1 Corinthians 5:1-13

Cascades Fellowship CRC, JX MI

November 16, 2008

Series: The Church in Crisis

A couple of years ago, Rachel and I had a tree removed from our front yard – it was a Chinese elm with a split trunk. The previous winter the trunk had started to separate – an ice storm had left the tree encased in ice and the weight was literally dragging the two sides of the trunk apart. I figured the stump would make a good anger management tool – whenever life got to me, I could go out front and bludgeon the stump with an axe until the anger was gone or the stump was, whichever came first.

One Saturday, I grew ambitious and decided that I would remove the stump. At first, I seemed to be gaining ground – I quickly removed two large roots and began working on a third when all progress came to a screeching halt. As I began working on the third root I ran into a dense knot of interlocked roots that surrounded the stump about 2-3 inches below the surface. I removed one more major root, but the stump stayed. I hoped I’d done enough damage to kill off the stump.

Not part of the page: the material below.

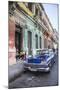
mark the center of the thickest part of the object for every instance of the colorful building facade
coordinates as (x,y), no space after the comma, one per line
(29,29)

When the next spring came, I had my answer – shoots grew out of the stump to form a thick bush in our front yard. It was healthy enough that I was able to hang Christmas lights in it that winter. The stump was still alive and sending up shoots and the following spring it got worse; not only were shoots coming out of the stump, but shooting up from the remaining roots that spidered out across the yard. Little Chinese elm trees were everywhere.

Now, let me admit right now, I’m not a big spender – so the idea of paying someone to come out with one of these monstrous-looking machines and grind the stump out did not appeal to me. Instead, I went to Meijer and bought a product called “Stump-Out.”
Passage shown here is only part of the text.